2011-0429101C6 (E) – 2011 STEP Conference – Q20 – Insolvent Estates

CRA responded on a series of questions involving insolvent estates.

The Crown has priority over other general estate creditors, though it will stand behind secured creditors. Once an estate is assigned into bankruptcy however, the Crown priority ceases to apply.

With respect to a RRIF that is paid from a financial institution to one or more named beneficiaries, any personal liability of the executor of the deceased’s estate will be limited to the assets under his or her control and that he or she has distributed. Presumably a direct payment to a plan beneficiary from the institution without intervention of the executor would not be determined to have been under the executor’s control.

Where an executor contemplates using estate assets to object to an income tax assessment, there is a risk that the executor could be liable for taxes if the estate is or becomes insolvent.
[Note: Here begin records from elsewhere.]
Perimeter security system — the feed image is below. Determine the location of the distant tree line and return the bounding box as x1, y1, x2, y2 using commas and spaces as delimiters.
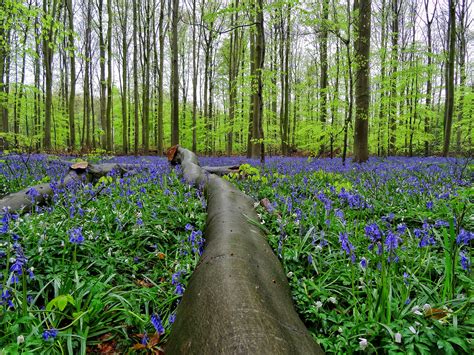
0, 0, 474, 161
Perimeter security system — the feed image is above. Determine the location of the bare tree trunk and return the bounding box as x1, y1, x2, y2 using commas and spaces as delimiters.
105, 0, 113, 152
132, 0, 139, 155
192, 0, 199, 153
157, 0, 165, 154
354, 0, 371, 163
424, 0, 436, 156
120, 1, 129, 154
252, 0, 264, 164
456, 0, 466, 154
227, 0, 240, 156
171, 0, 179, 145
66, 0, 76, 150
388, 0, 403, 155
319, 0, 329, 154
43, 0, 60, 150
443, 0, 456, 157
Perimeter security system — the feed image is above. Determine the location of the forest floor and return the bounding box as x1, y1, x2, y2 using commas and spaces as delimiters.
0, 155, 474, 354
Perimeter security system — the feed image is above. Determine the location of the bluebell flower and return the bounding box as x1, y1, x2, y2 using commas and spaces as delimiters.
168, 313, 176, 324
151, 313, 165, 335
339, 233, 354, 255
435, 220, 449, 228
140, 330, 150, 345
26, 187, 40, 202
69, 227, 84, 244
459, 251, 471, 271
334, 209, 344, 220
174, 283, 184, 296
456, 229, 474, 245
43, 328, 58, 340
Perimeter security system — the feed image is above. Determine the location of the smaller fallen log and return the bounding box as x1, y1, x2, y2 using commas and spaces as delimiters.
202, 165, 240, 176
0, 170, 82, 213
0, 161, 136, 213
165, 146, 323, 355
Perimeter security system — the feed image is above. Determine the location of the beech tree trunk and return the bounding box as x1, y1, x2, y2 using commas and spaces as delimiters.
165, 146, 323, 354
354, 0, 371, 163
443, 0, 456, 157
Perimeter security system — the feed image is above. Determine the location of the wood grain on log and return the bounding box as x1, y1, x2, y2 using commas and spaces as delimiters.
166, 147, 323, 354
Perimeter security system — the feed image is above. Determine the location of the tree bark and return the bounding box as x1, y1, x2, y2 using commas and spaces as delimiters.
166, 147, 323, 354
354, 0, 371, 163
171, 0, 179, 145
319, 0, 329, 154
132, 0, 140, 155
66, 0, 76, 151
388, 0, 403, 155
251, 0, 265, 163
105, 0, 113, 152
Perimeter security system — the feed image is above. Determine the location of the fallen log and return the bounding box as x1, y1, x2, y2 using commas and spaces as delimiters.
0, 170, 82, 213
165, 146, 323, 354
0, 161, 135, 213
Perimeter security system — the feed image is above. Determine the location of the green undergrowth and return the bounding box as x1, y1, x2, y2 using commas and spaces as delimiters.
230, 165, 474, 354
0, 168, 205, 354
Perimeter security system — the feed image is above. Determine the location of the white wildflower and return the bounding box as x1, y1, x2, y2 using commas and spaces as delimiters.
395, 333, 402, 343
359, 338, 369, 350
411, 306, 423, 316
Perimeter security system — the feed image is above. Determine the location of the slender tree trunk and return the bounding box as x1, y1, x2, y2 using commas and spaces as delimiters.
132, 0, 139, 155
456, 0, 466, 154
97, 0, 108, 149
251, 0, 264, 163
227, 0, 240, 156
171, 0, 179, 145
121, 1, 128, 154
388, 0, 403, 155
192, 0, 199, 153
66, 0, 76, 150
157, 0, 165, 154
354, 0, 371, 163
319, 0, 329, 154
105, 0, 113, 152
443, 0, 456, 157
424, 0, 436, 156
43, 0, 60, 150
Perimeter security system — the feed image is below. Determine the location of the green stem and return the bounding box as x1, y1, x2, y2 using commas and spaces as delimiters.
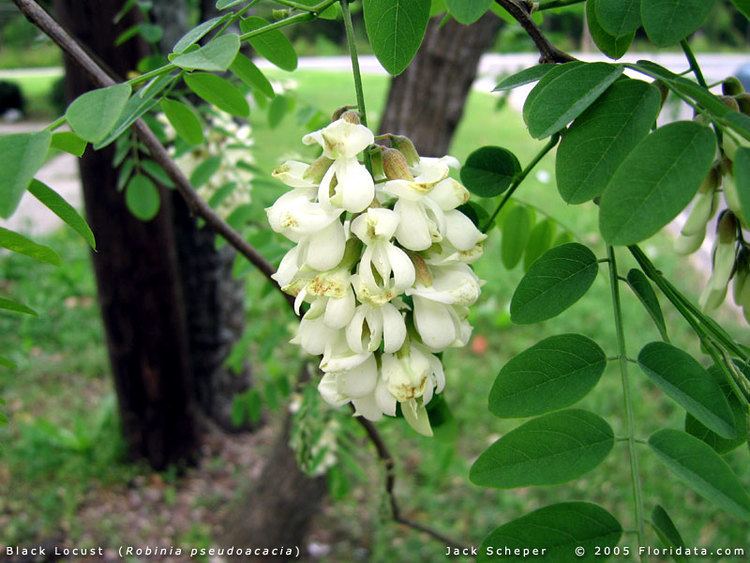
680, 39, 708, 88
126, 0, 339, 86
341, 0, 367, 127
482, 133, 560, 233
535, 0, 586, 12
607, 246, 645, 560
628, 245, 748, 361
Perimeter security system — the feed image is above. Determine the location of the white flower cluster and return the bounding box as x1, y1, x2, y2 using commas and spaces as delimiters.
165, 111, 254, 219
266, 111, 486, 435
675, 116, 750, 323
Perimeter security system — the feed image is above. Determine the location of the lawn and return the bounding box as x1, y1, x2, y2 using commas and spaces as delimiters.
0, 72, 750, 561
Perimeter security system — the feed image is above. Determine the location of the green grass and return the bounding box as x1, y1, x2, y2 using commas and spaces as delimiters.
0, 68, 750, 562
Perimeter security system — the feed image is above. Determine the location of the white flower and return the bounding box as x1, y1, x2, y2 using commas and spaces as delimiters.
292, 268, 355, 328
346, 296, 406, 354
302, 119, 375, 160
351, 208, 415, 303
318, 158, 375, 213
271, 160, 317, 188
406, 264, 480, 351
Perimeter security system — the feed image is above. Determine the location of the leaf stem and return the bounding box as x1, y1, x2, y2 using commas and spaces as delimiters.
607, 246, 645, 561
680, 39, 708, 88
482, 133, 560, 233
340, 0, 367, 127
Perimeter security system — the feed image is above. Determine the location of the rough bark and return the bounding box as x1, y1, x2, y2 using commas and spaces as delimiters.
151, 0, 251, 432
55, 0, 198, 468
380, 13, 500, 156
220, 416, 326, 561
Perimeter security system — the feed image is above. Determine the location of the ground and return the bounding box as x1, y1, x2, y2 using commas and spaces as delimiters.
0, 71, 750, 561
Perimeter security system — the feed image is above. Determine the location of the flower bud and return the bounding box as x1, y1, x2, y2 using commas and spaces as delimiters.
409, 252, 432, 287
331, 106, 357, 122
341, 110, 362, 125
723, 174, 742, 217
721, 76, 745, 96
674, 225, 706, 256
391, 135, 419, 166
367, 145, 385, 182
719, 96, 740, 111
383, 148, 414, 180
302, 156, 333, 184
734, 92, 750, 115
681, 175, 720, 240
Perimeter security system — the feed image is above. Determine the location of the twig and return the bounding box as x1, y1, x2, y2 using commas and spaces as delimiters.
13, 0, 294, 308
495, 0, 576, 63
357, 416, 467, 550
13, 0, 465, 548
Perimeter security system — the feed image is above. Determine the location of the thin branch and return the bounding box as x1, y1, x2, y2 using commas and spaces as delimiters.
495, 0, 576, 63
13, 0, 294, 308
356, 416, 467, 550
19, 0, 466, 548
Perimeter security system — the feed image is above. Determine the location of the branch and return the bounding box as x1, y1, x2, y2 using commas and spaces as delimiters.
13, 0, 465, 548
13, 0, 294, 308
356, 416, 468, 550
495, 0, 576, 63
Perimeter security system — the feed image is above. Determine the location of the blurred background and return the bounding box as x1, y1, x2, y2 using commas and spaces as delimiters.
0, 0, 750, 561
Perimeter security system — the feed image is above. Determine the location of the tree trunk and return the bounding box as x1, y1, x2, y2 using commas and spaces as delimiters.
220, 404, 326, 561
151, 0, 251, 432
55, 0, 198, 468
380, 13, 500, 156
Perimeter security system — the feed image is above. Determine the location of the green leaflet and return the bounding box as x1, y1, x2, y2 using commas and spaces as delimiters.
185, 72, 250, 117
65, 84, 131, 143
641, 0, 716, 47
0, 131, 51, 218
50, 131, 87, 157
362, 0, 430, 76
523, 62, 623, 139
29, 180, 96, 250
477, 502, 622, 563
733, 147, 750, 224
0, 297, 37, 317
555, 79, 661, 203
240, 16, 297, 71
172, 33, 240, 71
638, 342, 737, 438
0, 227, 60, 266
599, 121, 716, 245
161, 98, 203, 145
685, 363, 748, 454
172, 14, 229, 53
586, 0, 635, 59
125, 174, 161, 221
648, 428, 750, 521
651, 504, 687, 562
510, 242, 599, 324
489, 334, 607, 418
493, 63, 557, 92
445, 0, 494, 25
469, 409, 612, 489
461, 147, 521, 197
596, 0, 641, 37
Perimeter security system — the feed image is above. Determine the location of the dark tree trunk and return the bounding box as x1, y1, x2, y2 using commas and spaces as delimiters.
152, 0, 251, 431
220, 416, 326, 561
380, 13, 500, 156
55, 0, 198, 468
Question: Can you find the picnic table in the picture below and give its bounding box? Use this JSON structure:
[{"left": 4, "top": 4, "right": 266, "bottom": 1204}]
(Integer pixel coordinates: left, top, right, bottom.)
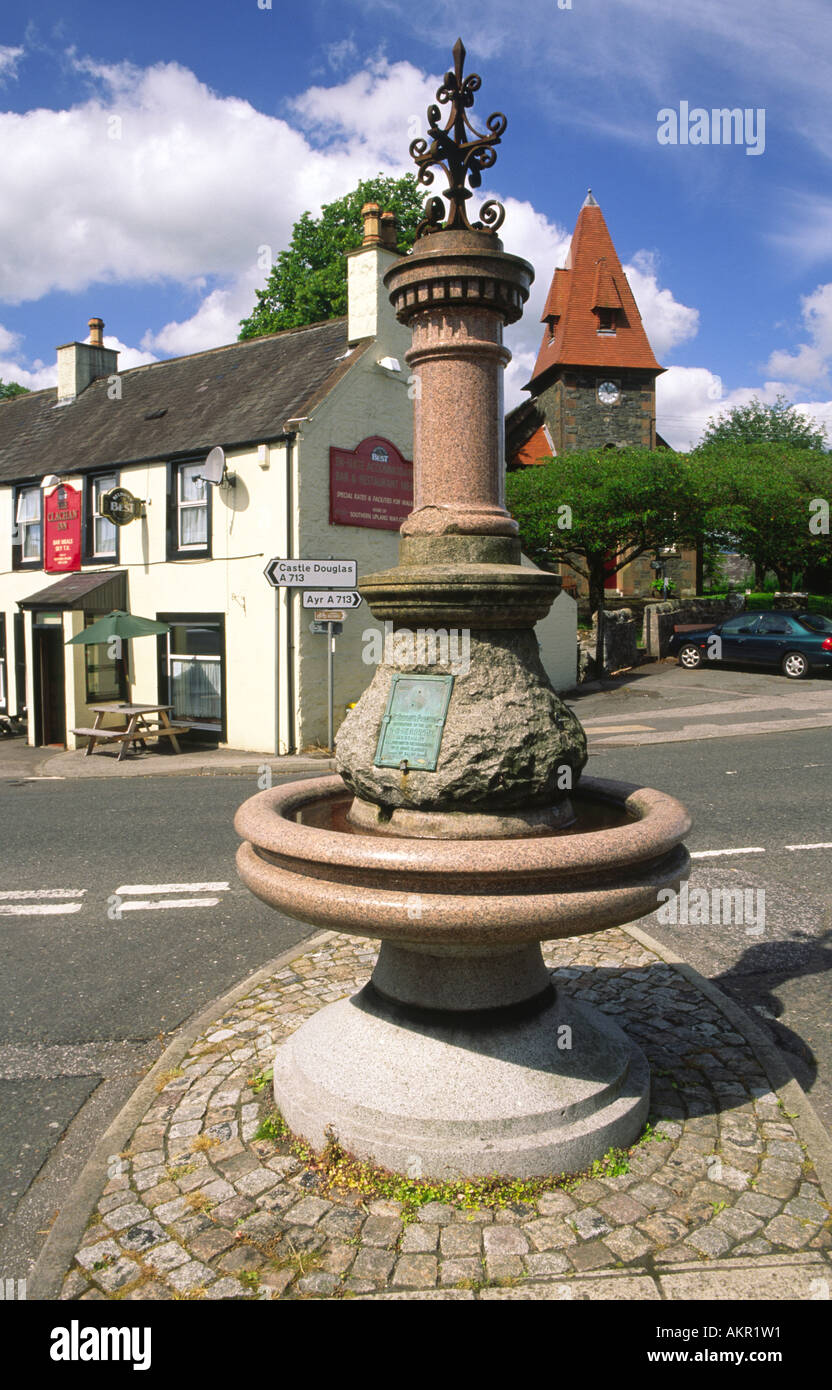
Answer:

If the executor engages an accountant on behalf of the estate for this purpose, there is a risk that the executor could be personally liable for that cost. Similarly, if the executor engages an accountant using his/her personal funds, there is no certainty that the estate will be obliged to reimburse the executor. A suggested alternative in this CRA letter is for the executor to assign the estate into bankruptcy, leaving it to the bankruptcy trustee to decide whether to object or appeal.

Practice points:
  • A named beneficiary should bear in mind the potential tax implications when receiving RRSP or RRIF proceeds. Before committing those received funds to a large expenditure (eg., travel, a capital purchase or lump sum mortgage payment), the beneficiary should have an understanding of the deceased’s financial circumstances. Such a beneficiary should proceed cautiously if there is a concern about the deceased’s solvency and/or the realizability of assets now held in the estate.
  • Prior to accepting the role, a named executor may wish to look into the financial status of the deceased, and in turn the prospects for the estate. To the extent the estate is or becomes insolvent, the executor may merely be acting to realize assets for the benefit of estate creditors, and not estate beneficiaries.